The striking attitude, too, in which we stand to the world around us, —a topic to which I fear, I advert too often, and dwell on too long,— cannot be altogether omitted here. Neither individuals nor nations can perform their part well until they understand and feel its importance, and comprehend and justly appreciate all the duties belonging to it. It is not to inflate national vanity, nor to swell a light and empty feeling of self-importance; but it is that we may judge justly of our situation, and of our own duties, that I earnestly urge this consideration of our position, and our character, among the nations of the earth. It cannot be denied, but by those who would dispute against the sun, that with America, and in America, a new era commences in human affairs This era is distinguished by free representative governments, by entire religious liberty, by improved systems of national intercourse, by a newly awakened and an unconquerable spirit of free inquiry, and by a diffusion of knowledge through the community, such as has been before altogether unknown and unheard of.
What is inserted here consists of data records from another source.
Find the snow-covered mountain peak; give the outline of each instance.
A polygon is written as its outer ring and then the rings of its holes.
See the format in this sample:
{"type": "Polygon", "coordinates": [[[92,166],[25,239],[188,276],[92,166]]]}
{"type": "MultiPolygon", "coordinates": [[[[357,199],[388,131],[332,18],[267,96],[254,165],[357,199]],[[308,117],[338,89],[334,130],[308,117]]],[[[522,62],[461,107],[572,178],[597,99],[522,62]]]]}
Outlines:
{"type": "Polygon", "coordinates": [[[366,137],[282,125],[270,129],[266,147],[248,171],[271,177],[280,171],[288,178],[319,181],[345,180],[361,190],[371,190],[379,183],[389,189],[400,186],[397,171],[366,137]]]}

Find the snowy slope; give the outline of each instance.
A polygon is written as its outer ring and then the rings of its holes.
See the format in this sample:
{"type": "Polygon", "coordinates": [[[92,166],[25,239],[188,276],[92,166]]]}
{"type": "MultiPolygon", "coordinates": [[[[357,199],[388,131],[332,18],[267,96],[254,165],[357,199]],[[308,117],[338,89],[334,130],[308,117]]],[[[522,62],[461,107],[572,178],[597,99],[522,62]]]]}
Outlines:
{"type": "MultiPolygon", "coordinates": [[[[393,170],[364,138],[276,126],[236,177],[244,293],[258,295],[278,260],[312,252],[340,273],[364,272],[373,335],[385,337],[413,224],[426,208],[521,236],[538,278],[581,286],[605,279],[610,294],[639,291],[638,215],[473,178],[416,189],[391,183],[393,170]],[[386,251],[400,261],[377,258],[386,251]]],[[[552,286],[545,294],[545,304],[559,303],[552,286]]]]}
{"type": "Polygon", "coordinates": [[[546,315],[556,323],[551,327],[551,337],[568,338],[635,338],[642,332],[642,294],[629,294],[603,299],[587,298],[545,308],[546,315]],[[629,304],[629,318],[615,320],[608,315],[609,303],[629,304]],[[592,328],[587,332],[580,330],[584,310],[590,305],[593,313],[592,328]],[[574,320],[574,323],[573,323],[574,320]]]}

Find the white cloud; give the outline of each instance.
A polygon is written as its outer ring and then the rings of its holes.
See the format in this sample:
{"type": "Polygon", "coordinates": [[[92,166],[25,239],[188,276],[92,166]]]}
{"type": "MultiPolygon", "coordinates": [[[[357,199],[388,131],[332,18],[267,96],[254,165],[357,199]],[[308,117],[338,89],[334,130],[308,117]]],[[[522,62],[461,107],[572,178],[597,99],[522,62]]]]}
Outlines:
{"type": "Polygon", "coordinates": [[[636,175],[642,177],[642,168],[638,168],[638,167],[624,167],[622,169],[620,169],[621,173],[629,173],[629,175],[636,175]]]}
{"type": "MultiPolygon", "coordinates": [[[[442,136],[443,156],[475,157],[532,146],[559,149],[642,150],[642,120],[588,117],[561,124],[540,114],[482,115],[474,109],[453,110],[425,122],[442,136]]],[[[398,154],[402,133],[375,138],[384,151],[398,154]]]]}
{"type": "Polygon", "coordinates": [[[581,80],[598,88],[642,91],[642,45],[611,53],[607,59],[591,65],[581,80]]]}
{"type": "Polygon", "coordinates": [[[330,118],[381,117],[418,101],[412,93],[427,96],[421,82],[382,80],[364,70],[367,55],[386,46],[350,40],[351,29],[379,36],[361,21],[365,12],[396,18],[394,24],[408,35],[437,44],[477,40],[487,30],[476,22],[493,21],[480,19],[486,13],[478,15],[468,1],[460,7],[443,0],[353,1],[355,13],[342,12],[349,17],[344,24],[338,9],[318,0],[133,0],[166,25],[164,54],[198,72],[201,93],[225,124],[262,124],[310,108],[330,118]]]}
America, America, our country, fellow citizens, our own dear and native land, is inseparably connected, fast bound up, in fortune and by fate, with these great interests. If they fall, we fall with them; if they stand, it will be because we have uphold them. Let us contemplate, then, this connection, which binds the prosperity of others to our own ; and let us manfully discharge all the duties which it imposes. If we cherish the virtues and the principles of our fathers, Heaven will assist us to carry on the work of human liberty and human happiness. Auspicious omens cheer us. Great examples are before us. Our own firmament now shines brightly upon our path. Washington is in the clear upper sky. Those other stars have now joined the American constellation ; they circle round their centre, and the heavens beam with new light. Beneath this illumination, let us walk the course of life, and at its close devoutly commend our beloved country, the common parent of us all, to the Divine Benignity.